Cocktail serving combines some of the skills of bar tending with some of those of working in a kitchen.
Yes, mixing a drink isn't as tough as cooking up a gourmet meal, but you'll have to do it in a busy bar environment, while your attention is being called for by customers, working quickly but without mistakes.
You won't want to have to ask other members of staff how cocktails are made, or use written materials your employer may provide you with, if you can help it.
This would make you look unprofessional – and a good cocktail buying experience will see the customer viewing a flawless creative process, that makes drink mixing look effortless.

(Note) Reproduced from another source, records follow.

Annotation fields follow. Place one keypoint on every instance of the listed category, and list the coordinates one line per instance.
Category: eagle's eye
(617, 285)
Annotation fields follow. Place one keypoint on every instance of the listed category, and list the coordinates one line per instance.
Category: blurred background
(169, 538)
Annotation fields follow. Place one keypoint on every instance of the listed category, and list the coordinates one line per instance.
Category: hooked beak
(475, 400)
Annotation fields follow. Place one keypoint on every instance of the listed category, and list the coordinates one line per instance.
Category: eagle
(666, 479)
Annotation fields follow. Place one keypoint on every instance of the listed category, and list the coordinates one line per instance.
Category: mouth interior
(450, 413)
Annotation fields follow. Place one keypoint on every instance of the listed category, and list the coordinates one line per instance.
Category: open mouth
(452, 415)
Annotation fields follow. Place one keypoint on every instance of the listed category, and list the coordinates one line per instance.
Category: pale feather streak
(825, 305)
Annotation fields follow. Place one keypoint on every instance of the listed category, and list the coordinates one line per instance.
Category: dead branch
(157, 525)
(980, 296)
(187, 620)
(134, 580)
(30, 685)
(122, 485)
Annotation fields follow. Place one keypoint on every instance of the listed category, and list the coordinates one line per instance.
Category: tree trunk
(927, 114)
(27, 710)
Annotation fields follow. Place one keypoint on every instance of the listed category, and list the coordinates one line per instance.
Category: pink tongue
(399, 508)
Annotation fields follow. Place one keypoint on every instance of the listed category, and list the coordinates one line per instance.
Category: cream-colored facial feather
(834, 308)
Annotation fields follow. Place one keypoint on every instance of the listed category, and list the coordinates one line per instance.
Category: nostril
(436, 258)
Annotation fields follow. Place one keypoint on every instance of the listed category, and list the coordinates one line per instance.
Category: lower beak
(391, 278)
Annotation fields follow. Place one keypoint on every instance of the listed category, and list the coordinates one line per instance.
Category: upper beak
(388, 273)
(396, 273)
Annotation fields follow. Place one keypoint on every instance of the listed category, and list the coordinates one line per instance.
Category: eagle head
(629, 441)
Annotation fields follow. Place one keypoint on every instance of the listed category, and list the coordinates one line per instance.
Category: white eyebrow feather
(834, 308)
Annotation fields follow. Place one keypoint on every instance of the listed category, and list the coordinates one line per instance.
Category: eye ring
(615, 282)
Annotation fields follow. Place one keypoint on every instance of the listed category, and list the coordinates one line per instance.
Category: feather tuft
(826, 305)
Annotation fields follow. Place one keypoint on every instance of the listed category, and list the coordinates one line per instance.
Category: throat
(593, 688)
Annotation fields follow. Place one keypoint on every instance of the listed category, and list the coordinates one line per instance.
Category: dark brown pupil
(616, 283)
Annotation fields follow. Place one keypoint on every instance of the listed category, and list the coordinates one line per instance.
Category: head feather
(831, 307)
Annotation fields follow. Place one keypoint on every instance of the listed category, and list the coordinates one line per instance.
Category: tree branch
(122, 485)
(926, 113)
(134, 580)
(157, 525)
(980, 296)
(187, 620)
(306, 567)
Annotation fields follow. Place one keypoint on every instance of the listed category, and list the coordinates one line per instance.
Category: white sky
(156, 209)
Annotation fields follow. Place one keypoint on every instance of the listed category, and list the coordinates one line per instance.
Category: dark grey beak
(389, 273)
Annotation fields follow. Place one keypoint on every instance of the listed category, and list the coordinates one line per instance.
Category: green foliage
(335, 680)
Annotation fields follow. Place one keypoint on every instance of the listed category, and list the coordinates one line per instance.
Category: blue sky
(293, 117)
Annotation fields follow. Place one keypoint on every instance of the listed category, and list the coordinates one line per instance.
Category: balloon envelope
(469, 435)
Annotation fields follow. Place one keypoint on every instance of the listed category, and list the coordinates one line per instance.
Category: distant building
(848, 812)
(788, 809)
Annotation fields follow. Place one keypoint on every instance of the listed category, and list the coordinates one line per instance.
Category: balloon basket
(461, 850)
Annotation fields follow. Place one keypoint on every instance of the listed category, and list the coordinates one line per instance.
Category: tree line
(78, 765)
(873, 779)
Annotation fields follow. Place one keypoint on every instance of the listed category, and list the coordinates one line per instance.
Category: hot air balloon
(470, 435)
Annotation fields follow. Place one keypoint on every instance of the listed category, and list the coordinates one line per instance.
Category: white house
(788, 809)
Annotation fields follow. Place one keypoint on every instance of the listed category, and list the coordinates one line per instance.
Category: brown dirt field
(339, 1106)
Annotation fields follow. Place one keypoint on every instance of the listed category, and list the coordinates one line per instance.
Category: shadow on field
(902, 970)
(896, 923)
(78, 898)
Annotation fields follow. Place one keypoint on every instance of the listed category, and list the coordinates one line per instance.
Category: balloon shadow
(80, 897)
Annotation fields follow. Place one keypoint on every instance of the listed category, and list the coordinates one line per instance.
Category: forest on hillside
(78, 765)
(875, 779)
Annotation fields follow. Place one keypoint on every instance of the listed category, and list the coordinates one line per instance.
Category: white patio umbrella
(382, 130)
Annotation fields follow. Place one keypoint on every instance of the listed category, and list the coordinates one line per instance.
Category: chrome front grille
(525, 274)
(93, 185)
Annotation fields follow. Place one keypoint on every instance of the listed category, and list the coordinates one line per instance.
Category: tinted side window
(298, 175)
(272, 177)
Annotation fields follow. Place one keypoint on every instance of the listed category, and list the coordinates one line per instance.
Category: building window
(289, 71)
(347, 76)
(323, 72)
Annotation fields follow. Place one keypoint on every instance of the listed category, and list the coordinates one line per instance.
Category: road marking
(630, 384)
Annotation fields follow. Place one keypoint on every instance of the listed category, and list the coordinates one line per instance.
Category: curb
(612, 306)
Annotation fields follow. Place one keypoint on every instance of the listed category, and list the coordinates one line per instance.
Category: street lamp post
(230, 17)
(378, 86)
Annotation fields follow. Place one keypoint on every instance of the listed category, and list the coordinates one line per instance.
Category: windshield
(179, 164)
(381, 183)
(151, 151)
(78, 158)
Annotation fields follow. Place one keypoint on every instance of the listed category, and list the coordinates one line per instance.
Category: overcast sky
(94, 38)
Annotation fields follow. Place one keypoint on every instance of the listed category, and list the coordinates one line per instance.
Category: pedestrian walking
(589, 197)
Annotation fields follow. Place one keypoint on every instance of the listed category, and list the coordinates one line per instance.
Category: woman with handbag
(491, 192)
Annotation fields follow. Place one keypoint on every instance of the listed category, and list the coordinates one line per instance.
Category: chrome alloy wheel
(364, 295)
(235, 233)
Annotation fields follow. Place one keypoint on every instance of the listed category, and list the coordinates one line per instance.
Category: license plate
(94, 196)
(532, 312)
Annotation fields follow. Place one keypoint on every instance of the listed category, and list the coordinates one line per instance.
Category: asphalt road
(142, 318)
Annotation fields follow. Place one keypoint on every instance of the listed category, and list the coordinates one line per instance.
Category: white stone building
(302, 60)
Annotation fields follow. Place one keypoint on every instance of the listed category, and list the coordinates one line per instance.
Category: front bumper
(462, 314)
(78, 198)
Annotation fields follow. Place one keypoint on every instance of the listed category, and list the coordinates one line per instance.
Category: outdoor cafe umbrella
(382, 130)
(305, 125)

This is especially the case as cocktails tend to be a particularly expensive drink – something that partly down to the skill involved in mixing them, partly a result of the fact that they contain several different sorts of alcoholic beverage mixed together.
If you're considering getting a job as a cocktail waiter, why not head to a bar near where you live to the mixers there strutting their stuff? This will give you some idea of what the job involves.
It pays to be able to multi-task – that is, be making a drink while potentially also talking to the customer at the same time, for example. You'll also ideally work well under scrutiny to some extent – as customers will be able to see everything you're doing, and will ideally want your mixing to look graceful, not clumsy!
Jobs at higher-end cocktail bars may require you to have some prior experience. Here the drinks will be more expensive, and customer expectations even higher, so it will pay for an employer to take on someone who really knows what they're doing.